What good is sex without the caring?
DEAR SUSAN: "Sex without mutual caring -- on the third or 30th date -- reduces what could be spiritual communion to rutting" -- your words -- are fine words. Mutual caring is an absolutely essential ingredient in meaningful sex. An excellent point.
From the Single File blog
DEAR BLOGGER: But hardly one that needs praise. It seems only common sense to wait for a meaningful relationship before sharing your body. This is not to preach from on high, where unsullied gods proclaim the right thing to do with the human body. As a columnist deeply involved with the unmarried community, I am privy to many casualties of sexual activity without caring -- women (and, yes, also men) who confide their lingering shame and regret at being pressured into sex. Being a casualty of casual sex is a painful choice that cheapens a glorious act and lowers self-
esteem.
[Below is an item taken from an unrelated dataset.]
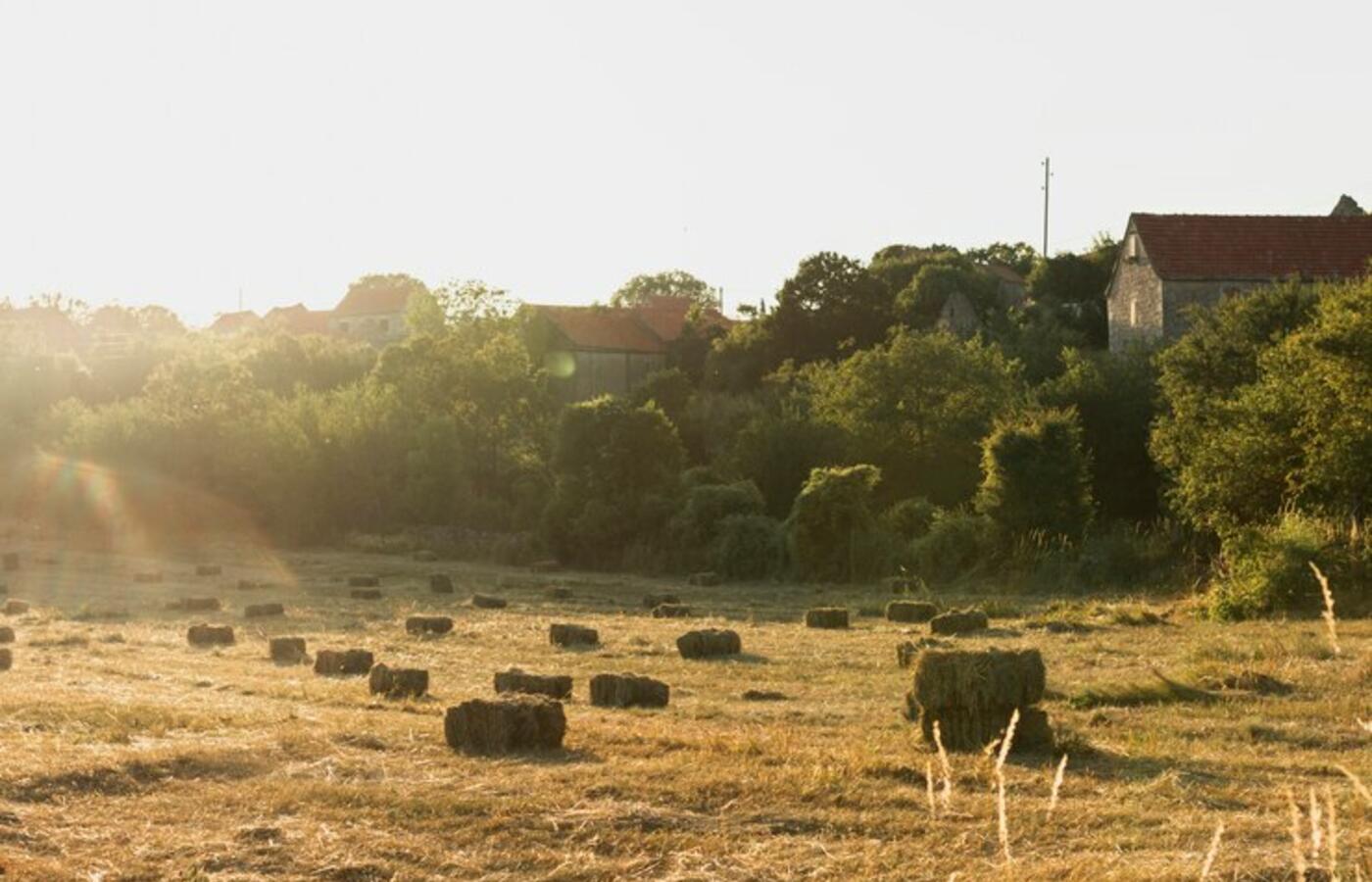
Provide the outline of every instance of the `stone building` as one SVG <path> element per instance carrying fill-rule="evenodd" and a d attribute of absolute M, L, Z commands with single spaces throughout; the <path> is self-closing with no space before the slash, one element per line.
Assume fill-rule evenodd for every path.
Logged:
<path fill-rule="evenodd" d="M 1106 292 L 1110 350 L 1170 343 L 1190 307 L 1283 278 L 1353 278 L 1372 259 L 1372 215 L 1133 214 Z M 1357 204 L 1353 203 L 1353 208 Z"/>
In my value system, that is the cruelest part of all.
DEAR SUSAN: I don't think we need a survey to show that some of the anger toward men is caused by past abuse. But it's not easy for me to understand how a woman who hasn't been victimized can hate someone simply for being male. I agree with you, Susan, that there is more to the anger some women have toward men; as you rightly point out, decades of anti-male propaganda has fueled this hostility. Recently, a magazine article asked, "Are men necessary?" (A feminist also wrote a book with that title.) If men questioned the "usefulness" of women as glibly as women question men's usefulness, they would be correctly derided as misogynists. To me, it is a red flag when someone starts to question the "fitness" or "usefulness" of a large group of humans. When anyone calls into question the "usefulness" of half the human race, I seriously question his or her judgment.
From the Single File blog
DEAR BLOGGER: And I applaud yours! That extra dimension to women's hostility could well be inheritance from a mother whose only failing was being born during years of male dominance and being shown the rightness of gender equality in her later years, when she felt it was too late to define herself. A frustrated mother who was born before feminism existed can be a virulent reminder to a daughter of the odds stacked against women. (Strong emotions can certainly triumph over an inaccurate premise.) Never mind the illogic -- planting the anti-male seed early on can produce a viciously anti-male daughter. The time is ripe for gender reconciliation, but who will lead?